Setting up GTX-1070 Passthrough with ESXi
I’ve had to do this a sufficient number of times at this point that I figured I’d write a post about it.
Getting ESXi working isn’t too hard *if* you have the right hardware. For me (and for the LSI controller I bought to allow me to virtualize FreeNAS) it took a lot of trial and error. If I had it to do over again, I’d probably just buy a separate case/motherboard for myFreeNAS machine instead of virtualizing it.
In ESXi 5.5 VMware removed driver support not only for some commodity network cards, but also for lots of SATA…www.v-front.de
V-Front.de is the best website to figure out all of these things; for me, I ended up setting up my BIOS (and the BIOS of my LSI card) to boot off of the LSI card, and ended up passing the onboard AHCI controller of my motherboard to my FreeNAS instance.
Setting up the Image
Hopefully, without too much hair pulling out, you’ve managed to get ESXi up and running, and successfully set up a VM with access to the graphics card PCI slot (add other device > select the PCI slot for the GTX).
I called my machine ‘machine-learn-box’ and saved it in ‘datastore1’. After successfully creating the VM, we need to edit the *.vmx file for the instance. You can do this from the command line if you’ve enabled the shell/ssh on your server:
and add the line
hypervisor.cpuid.v0 = "FALSE"
But it’s easier to accomplish the same thing from the Edit Settings > VM Options > Advanced > Edit Configuration… menu.
This setting hides the virtualization from the guest OS, so it thinks it is running on bare metal (and it allows the Nvidia drivers to actually work unencumbered). This setting will only take effect with the VM powered down/on reset.
It seems to take a couple tries before Xubuntu would install owing to some nondeterministic preloaded Nvidia driver errors — but the third try worked for me. This is with Xubuntu 16.04.

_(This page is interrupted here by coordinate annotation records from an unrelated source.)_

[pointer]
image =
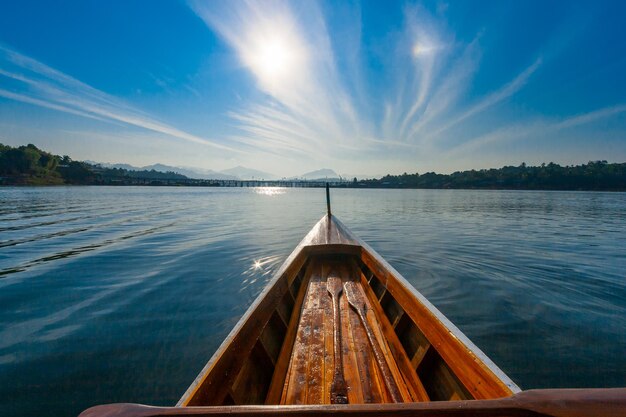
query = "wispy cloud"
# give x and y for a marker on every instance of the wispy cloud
(535, 127)
(307, 108)
(41, 85)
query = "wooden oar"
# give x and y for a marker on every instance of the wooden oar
(356, 301)
(338, 389)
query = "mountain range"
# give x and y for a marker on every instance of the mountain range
(236, 173)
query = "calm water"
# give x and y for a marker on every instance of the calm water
(122, 294)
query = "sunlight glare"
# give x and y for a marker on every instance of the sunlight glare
(275, 55)
(270, 191)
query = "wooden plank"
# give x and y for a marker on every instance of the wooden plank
(295, 388)
(315, 372)
(413, 384)
(609, 402)
(329, 326)
(370, 385)
(477, 377)
(212, 384)
(351, 373)
(279, 378)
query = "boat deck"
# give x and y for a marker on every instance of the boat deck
(311, 365)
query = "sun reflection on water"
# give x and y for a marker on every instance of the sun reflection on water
(271, 191)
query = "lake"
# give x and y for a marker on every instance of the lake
(121, 294)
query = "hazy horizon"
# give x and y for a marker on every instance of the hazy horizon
(363, 88)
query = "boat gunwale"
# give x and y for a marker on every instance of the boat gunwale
(345, 242)
(304, 248)
(445, 322)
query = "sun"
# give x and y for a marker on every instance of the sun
(275, 55)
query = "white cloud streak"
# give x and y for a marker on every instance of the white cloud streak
(535, 128)
(46, 87)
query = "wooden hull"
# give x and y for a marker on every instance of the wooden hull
(339, 332)
(282, 351)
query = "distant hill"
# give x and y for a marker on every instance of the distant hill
(244, 173)
(195, 173)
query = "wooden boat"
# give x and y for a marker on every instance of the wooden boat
(340, 331)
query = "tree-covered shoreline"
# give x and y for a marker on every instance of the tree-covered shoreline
(29, 165)
(593, 176)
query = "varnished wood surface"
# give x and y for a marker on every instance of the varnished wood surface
(282, 351)
(312, 367)
(610, 402)
(254, 363)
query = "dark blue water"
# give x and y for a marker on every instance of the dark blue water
(122, 294)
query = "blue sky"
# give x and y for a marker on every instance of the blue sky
(364, 88)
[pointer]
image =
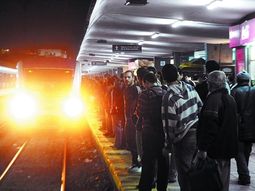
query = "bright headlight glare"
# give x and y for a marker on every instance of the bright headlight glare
(73, 107)
(22, 106)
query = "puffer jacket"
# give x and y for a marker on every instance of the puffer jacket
(217, 129)
(246, 111)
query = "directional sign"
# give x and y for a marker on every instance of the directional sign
(126, 48)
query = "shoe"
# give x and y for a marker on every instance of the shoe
(244, 182)
(135, 169)
(171, 180)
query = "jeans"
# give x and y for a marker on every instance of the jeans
(184, 151)
(224, 171)
(242, 160)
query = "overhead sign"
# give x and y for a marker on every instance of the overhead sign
(126, 48)
(242, 34)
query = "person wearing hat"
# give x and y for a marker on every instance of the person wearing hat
(245, 99)
(202, 88)
(217, 128)
(180, 108)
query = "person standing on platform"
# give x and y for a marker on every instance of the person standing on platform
(217, 128)
(245, 99)
(202, 88)
(131, 93)
(180, 108)
(149, 113)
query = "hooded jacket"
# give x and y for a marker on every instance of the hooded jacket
(180, 108)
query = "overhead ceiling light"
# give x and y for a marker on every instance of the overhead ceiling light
(183, 23)
(177, 24)
(140, 42)
(155, 35)
(135, 2)
(213, 4)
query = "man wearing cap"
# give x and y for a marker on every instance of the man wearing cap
(180, 107)
(217, 129)
(245, 100)
(202, 89)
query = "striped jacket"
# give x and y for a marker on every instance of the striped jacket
(180, 108)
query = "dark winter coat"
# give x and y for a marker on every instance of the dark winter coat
(217, 129)
(246, 111)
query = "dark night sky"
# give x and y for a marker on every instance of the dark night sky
(43, 23)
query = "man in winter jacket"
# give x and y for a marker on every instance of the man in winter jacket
(180, 107)
(245, 99)
(149, 114)
(217, 129)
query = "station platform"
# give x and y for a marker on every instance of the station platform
(118, 162)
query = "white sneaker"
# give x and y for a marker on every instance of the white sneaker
(135, 169)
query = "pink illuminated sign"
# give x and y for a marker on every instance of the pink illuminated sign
(242, 34)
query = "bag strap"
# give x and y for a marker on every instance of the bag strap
(247, 95)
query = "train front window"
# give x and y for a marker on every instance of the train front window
(48, 81)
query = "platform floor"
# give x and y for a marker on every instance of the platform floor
(118, 162)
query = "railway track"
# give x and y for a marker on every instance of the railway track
(58, 162)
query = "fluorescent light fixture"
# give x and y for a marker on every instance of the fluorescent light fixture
(177, 24)
(214, 4)
(135, 2)
(155, 35)
(140, 42)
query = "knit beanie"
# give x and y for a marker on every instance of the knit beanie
(170, 73)
(218, 79)
(243, 77)
(211, 65)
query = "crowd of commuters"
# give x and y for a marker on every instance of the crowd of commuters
(163, 118)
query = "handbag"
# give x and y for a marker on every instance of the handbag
(204, 175)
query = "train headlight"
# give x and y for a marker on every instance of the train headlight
(23, 106)
(73, 107)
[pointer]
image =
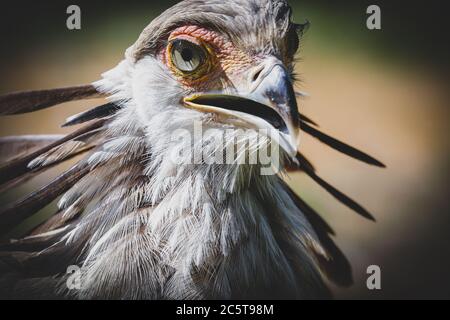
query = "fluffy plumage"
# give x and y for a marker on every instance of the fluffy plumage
(142, 227)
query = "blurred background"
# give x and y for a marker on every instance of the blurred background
(383, 91)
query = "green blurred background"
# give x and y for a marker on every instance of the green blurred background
(384, 91)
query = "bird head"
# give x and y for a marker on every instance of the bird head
(226, 64)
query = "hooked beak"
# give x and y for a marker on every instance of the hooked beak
(270, 104)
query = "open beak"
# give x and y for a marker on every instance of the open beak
(270, 104)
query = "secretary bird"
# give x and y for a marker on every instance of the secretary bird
(140, 225)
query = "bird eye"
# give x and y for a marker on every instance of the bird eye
(187, 56)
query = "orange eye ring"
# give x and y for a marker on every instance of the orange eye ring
(188, 59)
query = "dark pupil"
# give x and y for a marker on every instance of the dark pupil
(187, 54)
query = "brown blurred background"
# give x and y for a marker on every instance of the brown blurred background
(385, 92)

sudo add-apt-repository ppa:graphics-drivers/ppa
sudo apt update
sudo apt install nvidia-384
After running these commands, you should see a table when you run the following command after restart.
this should be enough for something like an ethereum miner script to utilize the GPU.
Bonus: Install Tensorflow
Tensorflow requires a few more fun bits to actually get it to work. As of now, the most important thing to check is that you download the correct version of the CUDA library. Currently (March ’18), Nvidia is on 9.1, but that won’t work with tensorflow unless you download from source — we need 9.0 instead.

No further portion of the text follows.